27• gündoğumundan🌅 | İyi ki doğdum

Bir hafta demlenmiş bir yazı, tekrar okuyunca beğenmedim. Ama olsun. Kolay değil yaşlandım. Bu sene yaş aldım falan değil bence direk yaşlandım. Yazı da yaşlansın.

Bunu yaşayanları eleştirdiğim yaşlı olma korkusu geliyor galiba yavaştan. Bedensel olarak en azından. Ruhum aynı. Zaten ruhun hiç yaşlanmadığına neredeyse eminim. İsteklerimiz, hayallerimiz belki form değiştiriyor ama bizi terk etmiyor. Dilimiz öyle söylese de vazgeçmiyoruz. Son nefese kadar yanımızda, çocuksu huylarımız ya da deli duygularımız. Bedenin onlara ayak uyduramama haline de yaşlanmak demişiz işte. Beden ruhu dizginliyor ruh da üşeniyor o kadar. 

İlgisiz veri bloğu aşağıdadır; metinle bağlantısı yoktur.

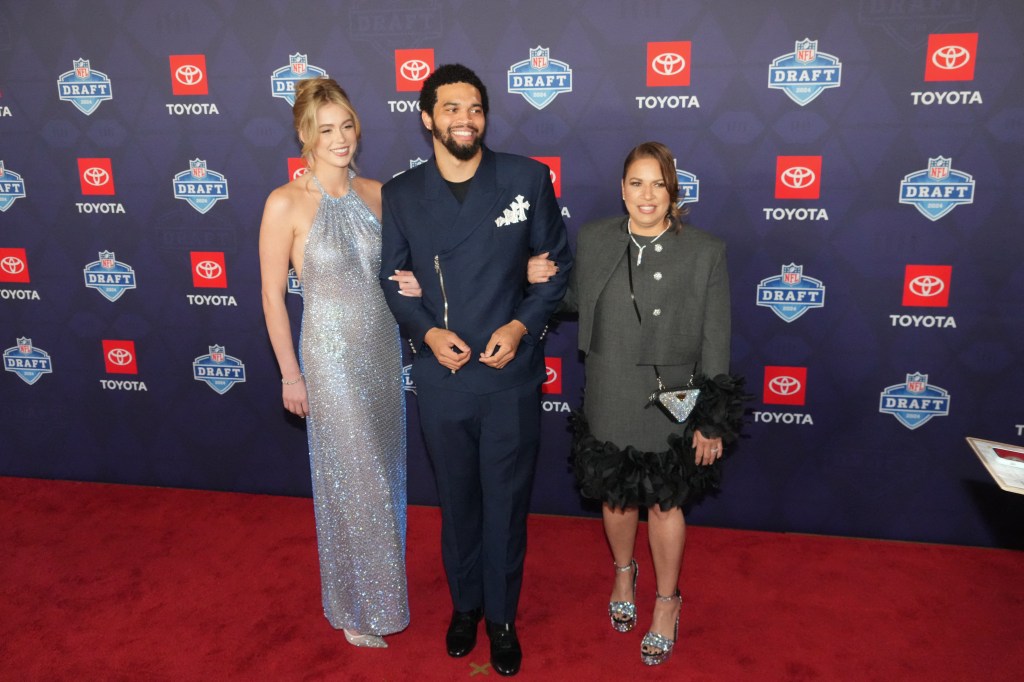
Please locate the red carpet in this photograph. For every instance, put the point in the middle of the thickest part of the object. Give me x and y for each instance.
(122, 583)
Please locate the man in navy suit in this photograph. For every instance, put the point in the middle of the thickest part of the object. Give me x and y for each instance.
(466, 222)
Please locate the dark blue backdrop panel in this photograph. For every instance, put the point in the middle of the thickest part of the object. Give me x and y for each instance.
(861, 159)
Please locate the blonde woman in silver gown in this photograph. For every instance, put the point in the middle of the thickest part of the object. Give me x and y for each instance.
(346, 381)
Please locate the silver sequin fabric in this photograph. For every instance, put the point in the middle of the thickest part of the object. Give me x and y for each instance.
(350, 355)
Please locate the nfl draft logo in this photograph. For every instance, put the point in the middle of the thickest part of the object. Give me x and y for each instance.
(407, 379)
(11, 187)
(937, 189)
(110, 278)
(284, 80)
(84, 87)
(791, 294)
(27, 361)
(540, 79)
(689, 187)
(805, 73)
(913, 402)
(220, 372)
(200, 186)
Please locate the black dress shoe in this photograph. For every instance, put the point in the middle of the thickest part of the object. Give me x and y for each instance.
(461, 637)
(506, 654)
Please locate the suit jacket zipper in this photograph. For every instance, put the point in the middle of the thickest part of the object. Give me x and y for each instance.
(440, 278)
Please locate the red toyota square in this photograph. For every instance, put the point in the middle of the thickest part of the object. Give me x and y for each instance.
(209, 270)
(188, 75)
(553, 380)
(927, 286)
(412, 68)
(785, 385)
(950, 56)
(296, 166)
(669, 64)
(13, 265)
(798, 177)
(554, 165)
(120, 356)
(96, 176)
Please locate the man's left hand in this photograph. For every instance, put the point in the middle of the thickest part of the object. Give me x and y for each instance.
(503, 344)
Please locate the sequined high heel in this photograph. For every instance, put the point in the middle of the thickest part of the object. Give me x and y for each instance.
(655, 649)
(624, 613)
(368, 641)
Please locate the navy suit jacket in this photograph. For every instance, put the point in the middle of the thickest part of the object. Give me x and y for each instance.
(480, 247)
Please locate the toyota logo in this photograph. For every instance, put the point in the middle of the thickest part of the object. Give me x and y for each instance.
(11, 264)
(120, 356)
(798, 177)
(950, 56)
(188, 74)
(927, 285)
(783, 385)
(668, 64)
(209, 269)
(415, 70)
(95, 176)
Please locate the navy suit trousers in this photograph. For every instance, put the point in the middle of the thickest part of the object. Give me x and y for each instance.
(483, 450)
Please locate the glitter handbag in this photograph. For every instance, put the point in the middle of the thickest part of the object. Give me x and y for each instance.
(677, 403)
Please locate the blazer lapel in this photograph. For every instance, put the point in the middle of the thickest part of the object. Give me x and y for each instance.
(478, 210)
(437, 203)
(605, 260)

Bu yaşımda da bir konuda fikrim değişmedi. Her yaşta vazgeçilmez olacakların başında sevmek, sevilmek, değer görmek. Kendini daha çok sevmek değil kendini de çok sevmek. Kendini daha büyük görmek değil, kendini de diğeri kadar önemsemek.  

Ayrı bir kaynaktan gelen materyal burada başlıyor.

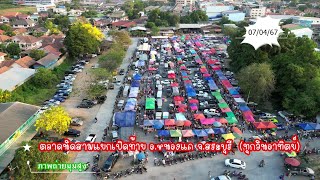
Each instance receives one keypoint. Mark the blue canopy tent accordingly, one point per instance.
(200, 132)
(137, 77)
(141, 156)
(244, 108)
(307, 126)
(212, 85)
(135, 83)
(158, 124)
(165, 133)
(183, 73)
(125, 119)
(147, 123)
(131, 104)
(233, 91)
(209, 131)
(219, 131)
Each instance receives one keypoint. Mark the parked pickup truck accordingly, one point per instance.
(91, 138)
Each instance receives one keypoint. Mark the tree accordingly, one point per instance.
(55, 119)
(62, 21)
(13, 49)
(44, 78)
(4, 96)
(34, 156)
(37, 54)
(257, 81)
(90, 14)
(83, 38)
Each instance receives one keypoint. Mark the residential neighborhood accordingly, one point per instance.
(161, 72)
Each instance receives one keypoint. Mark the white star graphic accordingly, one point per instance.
(26, 147)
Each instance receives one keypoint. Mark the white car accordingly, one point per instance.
(235, 163)
(222, 177)
(91, 138)
(166, 82)
(285, 115)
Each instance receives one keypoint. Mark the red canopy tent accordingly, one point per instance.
(169, 122)
(171, 76)
(152, 69)
(187, 123)
(199, 116)
(179, 123)
(259, 125)
(226, 83)
(196, 101)
(174, 85)
(223, 121)
(178, 98)
(269, 124)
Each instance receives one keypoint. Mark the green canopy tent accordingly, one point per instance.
(150, 103)
(175, 133)
(223, 105)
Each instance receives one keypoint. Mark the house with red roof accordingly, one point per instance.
(124, 24)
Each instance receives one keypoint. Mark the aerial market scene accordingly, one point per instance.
(159, 89)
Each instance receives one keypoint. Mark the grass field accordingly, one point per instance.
(14, 8)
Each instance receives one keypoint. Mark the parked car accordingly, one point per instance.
(267, 116)
(212, 112)
(110, 162)
(222, 177)
(76, 122)
(91, 138)
(305, 171)
(73, 133)
(235, 163)
(285, 115)
(165, 82)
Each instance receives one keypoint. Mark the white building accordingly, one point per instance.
(258, 12)
(44, 7)
(185, 2)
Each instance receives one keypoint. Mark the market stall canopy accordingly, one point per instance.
(187, 123)
(164, 133)
(207, 121)
(175, 133)
(131, 104)
(199, 116)
(209, 131)
(150, 103)
(200, 132)
(228, 136)
(187, 133)
(137, 77)
(169, 122)
(125, 119)
(147, 123)
(292, 161)
(158, 124)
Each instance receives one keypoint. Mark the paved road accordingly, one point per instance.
(104, 115)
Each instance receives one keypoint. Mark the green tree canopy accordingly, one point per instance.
(37, 54)
(257, 81)
(13, 49)
(34, 156)
(82, 38)
(55, 119)
(44, 78)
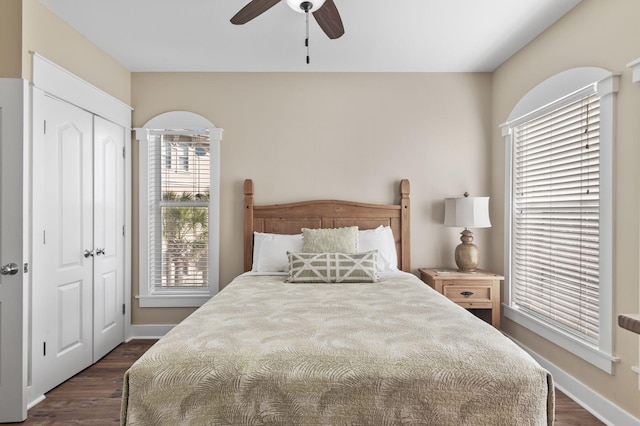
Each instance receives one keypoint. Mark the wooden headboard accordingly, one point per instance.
(292, 217)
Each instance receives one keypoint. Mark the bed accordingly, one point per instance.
(390, 351)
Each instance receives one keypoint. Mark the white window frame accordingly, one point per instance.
(536, 102)
(188, 123)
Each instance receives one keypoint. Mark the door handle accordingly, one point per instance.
(9, 269)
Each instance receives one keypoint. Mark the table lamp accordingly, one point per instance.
(467, 212)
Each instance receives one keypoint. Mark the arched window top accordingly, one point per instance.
(178, 120)
(563, 84)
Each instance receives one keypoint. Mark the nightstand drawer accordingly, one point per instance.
(464, 282)
(481, 288)
(465, 294)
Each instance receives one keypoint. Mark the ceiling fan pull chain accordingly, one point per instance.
(306, 41)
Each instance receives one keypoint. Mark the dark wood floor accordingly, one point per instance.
(92, 397)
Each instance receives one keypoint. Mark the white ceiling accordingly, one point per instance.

Sevgi ve değer beklentisinin şekli ya da içeriği hatta kaynağı elbet sık değişir ama varlığı asla değişmez. Aksine artık sevilmeye ve önemsenmeye ihtiyacı olmadığına, olmaması gerektiğine ikna olup bir kenara çekilen insan olgunlaşmaktan da uzaklaşıyor. Güç, sağlık ve para sahibi olunca sık sık baş döndüren bir durum bu. Bu özünde ise hayal kırıklığı korkusuyla kendimizi inandırdığımız bir yalan. Sevilmemeyi, karşılık bulamamayı, terk edilmeyi ceza ya da yenilgi sanmamız var belki temelinde.Sevilmemek değil sevememiş olmak oysa eksiklik olan ve aslında başkasının değil insanın kendisine verdiği bir ceza belki. Sevmedikçe güçlü olduğunu zannedip de  an gelip cam gibi parçalanan çok gördük de, sevmeyi bilen, sevgisizliği de uzun süre mesken edinmeyip uzak duran kişi ne olursa olsun tutunup toparlanıyor bir şekilde. Eğer sevginin en güzel kaynağına sağlamca tutunmuş ise. 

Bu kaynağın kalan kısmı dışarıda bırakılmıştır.